Worse still, there will also be people who will say, “Well, they’re men. They’re really like that. They can’t help themselves.” It’s one of those comments that give men a free pass, allowing them to be ferocious horndogs who will slobber and paw anyone who catches their fancy. The idea that men are always easily sexually aroused and highly prone to acting upon that arousal is not a hearty salute to men’s manliness; it’s an insult as it suggests that men have no self-control and are animals who are unable to think before acting.
Problem #2: The male DJ’s comment that women should expect catcalls and lewd attention signifies a larger problem: that women and our bodies are considered public property that anyone is free to comment on or touch. Basically, the attitude is that “It’s there, so it’s fair game.” It’s even more insidious when you realize that the same idea applies to objects.
Problem #3: As I said previously, the female DJ agreed with the male DJ’s point of view. I don’t know whether she just didn’t want to argue or she just didn’t have very strong opinions on the matter, but I was disappointed that she didn’t call him out on what he said. It’s a great indicator of how ingrained the virtue of societally imposed modesty is, and how important it is to be a “good girl” and distance yourself from anything that society traditionally associates with being a “bad girl.”
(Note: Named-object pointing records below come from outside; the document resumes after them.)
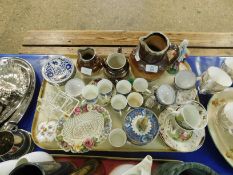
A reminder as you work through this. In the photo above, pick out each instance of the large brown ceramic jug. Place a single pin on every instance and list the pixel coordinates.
(153, 55)
(153, 49)
(88, 62)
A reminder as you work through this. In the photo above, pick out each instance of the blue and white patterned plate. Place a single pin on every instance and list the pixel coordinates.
(139, 136)
(58, 69)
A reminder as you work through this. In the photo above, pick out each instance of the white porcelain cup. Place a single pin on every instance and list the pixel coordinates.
(227, 66)
(117, 137)
(119, 103)
(123, 87)
(34, 157)
(226, 118)
(188, 117)
(135, 100)
(90, 93)
(141, 85)
(74, 87)
(214, 80)
(185, 80)
(165, 95)
(105, 87)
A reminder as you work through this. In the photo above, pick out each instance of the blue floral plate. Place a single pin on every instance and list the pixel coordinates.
(58, 69)
(141, 126)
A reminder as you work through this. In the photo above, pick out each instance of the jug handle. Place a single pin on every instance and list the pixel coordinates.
(174, 48)
(119, 50)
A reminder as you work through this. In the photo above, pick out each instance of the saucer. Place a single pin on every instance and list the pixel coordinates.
(193, 143)
(141, 126)
(184, 96)
(86, 128)
(26, 148)
(101, 100)
(58, 69)
(222, 140)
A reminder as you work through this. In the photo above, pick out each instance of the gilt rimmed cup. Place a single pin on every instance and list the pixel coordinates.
(123, 87)
(90, 93)
(141, 85)
(214, 80)
(119, 103)
(226, 117)
(227, 66)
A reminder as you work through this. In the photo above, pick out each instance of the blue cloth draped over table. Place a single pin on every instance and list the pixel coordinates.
(207, 154)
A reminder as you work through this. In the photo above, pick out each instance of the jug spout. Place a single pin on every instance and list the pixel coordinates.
(86, 54)
(153, 47)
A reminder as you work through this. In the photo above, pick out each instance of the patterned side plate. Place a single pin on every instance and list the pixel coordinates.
(89, 126)
(58, 69)
(101, 99)
(186, 145)
(141, 132)
(183, 96)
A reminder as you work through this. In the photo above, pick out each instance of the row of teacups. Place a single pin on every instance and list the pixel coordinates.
(125, 95)
(216, 79)
(124, 88)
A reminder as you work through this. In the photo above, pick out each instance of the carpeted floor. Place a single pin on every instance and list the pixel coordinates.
(18, 16)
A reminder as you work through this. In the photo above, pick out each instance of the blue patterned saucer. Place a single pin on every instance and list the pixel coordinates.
(141, 126)
(58, 69)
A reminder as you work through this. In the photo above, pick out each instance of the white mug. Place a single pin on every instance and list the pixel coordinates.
(226, 118)
(188, 117)
(135, 99)
(185, 80)
(141, 85)
(74, 87)
(117, 137)
(90, 93)
(164, 95)
(214, 80)
(34, 157)
(123, 87)
(105, 87)
(119, 103)
(227, 66)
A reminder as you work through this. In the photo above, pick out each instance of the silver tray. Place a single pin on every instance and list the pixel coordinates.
(17, 85)
(158, 145)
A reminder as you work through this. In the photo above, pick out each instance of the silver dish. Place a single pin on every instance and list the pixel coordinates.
(17, 85)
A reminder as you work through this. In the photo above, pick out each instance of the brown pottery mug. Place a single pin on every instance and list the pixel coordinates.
(116, 66)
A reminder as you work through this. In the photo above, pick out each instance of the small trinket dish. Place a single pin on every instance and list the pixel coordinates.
(185, 80)
(74, 87)
(183, 142)
(58, 69)
(141, 126)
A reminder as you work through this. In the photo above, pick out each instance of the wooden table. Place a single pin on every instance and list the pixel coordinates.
(66, 42)
(105, 42)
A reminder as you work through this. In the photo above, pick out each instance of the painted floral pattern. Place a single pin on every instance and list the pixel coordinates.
(89, 143)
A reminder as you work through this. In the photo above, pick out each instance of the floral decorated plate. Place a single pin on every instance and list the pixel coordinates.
(89, 126)
(183, 96)
(141, 126)
(58, 69)
(103, 101)
(222, 139)
(183, 143)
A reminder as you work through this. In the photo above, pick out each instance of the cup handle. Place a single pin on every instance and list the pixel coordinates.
(230, 130)
(120, 112)
(129, 108)
(119, 50)
(10, 125)
(175, 48)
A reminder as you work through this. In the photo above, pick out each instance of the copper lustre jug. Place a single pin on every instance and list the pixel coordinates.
(154, 49)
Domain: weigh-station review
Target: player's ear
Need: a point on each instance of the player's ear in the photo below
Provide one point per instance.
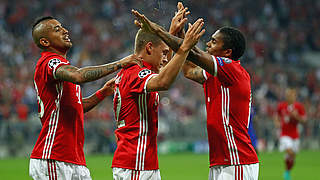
(228, 53)
(149, 48)
(44, 42)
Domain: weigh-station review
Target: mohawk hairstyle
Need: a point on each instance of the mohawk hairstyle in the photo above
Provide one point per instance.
(36, 37)
(40, 19)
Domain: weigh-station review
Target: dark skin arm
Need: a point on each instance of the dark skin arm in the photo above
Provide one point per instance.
(91, 73)
(190, 70)
(168, 74)
(196, 55)
(91, 101)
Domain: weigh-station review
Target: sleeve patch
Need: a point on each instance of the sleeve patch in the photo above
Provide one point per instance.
(222, 60)
(53, 63)
(143, 73)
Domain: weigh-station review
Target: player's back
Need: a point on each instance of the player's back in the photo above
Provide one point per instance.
(289, 125)
(61, 113)
(136, 113)
(228, 101)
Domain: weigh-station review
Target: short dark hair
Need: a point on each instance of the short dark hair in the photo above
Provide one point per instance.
(143, 37)
(37, 37)
(233, 39)
(40, 19)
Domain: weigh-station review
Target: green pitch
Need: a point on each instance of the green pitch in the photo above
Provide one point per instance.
(184, 166)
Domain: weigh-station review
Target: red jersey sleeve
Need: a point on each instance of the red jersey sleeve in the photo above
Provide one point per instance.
(139, 78)
(54, 63)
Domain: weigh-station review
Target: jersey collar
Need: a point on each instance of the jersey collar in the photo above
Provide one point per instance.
(147, 65)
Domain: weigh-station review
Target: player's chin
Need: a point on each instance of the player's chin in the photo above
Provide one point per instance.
(68, 44)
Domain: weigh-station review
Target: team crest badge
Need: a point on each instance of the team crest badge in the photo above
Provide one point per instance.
(143, 73)
(53, 63)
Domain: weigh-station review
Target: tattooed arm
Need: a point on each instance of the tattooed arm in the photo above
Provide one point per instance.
(91, 73)
(91, 101)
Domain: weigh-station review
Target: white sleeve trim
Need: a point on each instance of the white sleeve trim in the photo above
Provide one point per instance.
(215, 65)
(55, 69)
(204, 74)
(146, 82)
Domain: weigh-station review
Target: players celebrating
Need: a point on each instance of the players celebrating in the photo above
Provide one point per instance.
(58, 152)
(136, 103)
(228, 98)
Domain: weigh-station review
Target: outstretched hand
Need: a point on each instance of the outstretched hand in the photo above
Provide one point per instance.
(144, 23)
(193, 35)
(179, 20)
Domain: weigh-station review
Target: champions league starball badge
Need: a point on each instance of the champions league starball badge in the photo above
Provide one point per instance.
(143, 73)
(53, 63)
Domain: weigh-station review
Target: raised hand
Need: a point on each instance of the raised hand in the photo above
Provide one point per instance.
(193, 35)
(178, 21)
(108, 87)
(144, 23)
(131, 60)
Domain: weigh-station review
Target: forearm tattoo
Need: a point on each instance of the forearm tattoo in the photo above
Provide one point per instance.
(93, 74)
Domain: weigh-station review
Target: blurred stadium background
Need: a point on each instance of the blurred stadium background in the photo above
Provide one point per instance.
(283, 48)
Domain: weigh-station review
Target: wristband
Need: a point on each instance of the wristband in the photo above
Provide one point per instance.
(99, 95)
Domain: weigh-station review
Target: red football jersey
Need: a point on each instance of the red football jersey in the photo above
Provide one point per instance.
(61, 113)
(228, 102)
(136, 113)
(288, 124)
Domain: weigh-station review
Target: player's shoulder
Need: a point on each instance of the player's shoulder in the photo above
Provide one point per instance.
(222, 61)
(51, 59)
(137, 71)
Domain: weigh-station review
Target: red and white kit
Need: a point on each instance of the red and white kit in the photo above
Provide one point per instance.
(61, 114)
(289, 126)
(228, 103)
(136, 113)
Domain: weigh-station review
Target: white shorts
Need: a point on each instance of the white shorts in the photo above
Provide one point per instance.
(129, 174)
(287, 142)
(239, 172)
(42, 169)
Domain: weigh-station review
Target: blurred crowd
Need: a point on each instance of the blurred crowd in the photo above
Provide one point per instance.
(283, 46)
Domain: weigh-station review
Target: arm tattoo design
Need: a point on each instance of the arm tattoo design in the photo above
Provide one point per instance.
(91, 75)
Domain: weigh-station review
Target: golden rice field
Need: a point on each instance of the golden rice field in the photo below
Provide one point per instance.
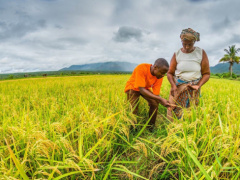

We sat through the radio show for a minute before I turned off the radio in a rage. I was strongly tempted to call the station and tell the male DJ, “Women can wear whatever we want, and it is not your or anyone’s place to judge us or treat us poorly because of what we choose to wear. No one has the right to make unwanted advances toward anyone under any circumstance. Nothing, not even our clothes, gives you the right to disrespect others.”
And while women can expect to be catcalled or harassed, it’s not because of what we are wearing. Rather, it’s because people are essentially trained to react in that manner when they see the slightest hint of flesh and to treat women scornfully if we are deemed vulgar and immodest.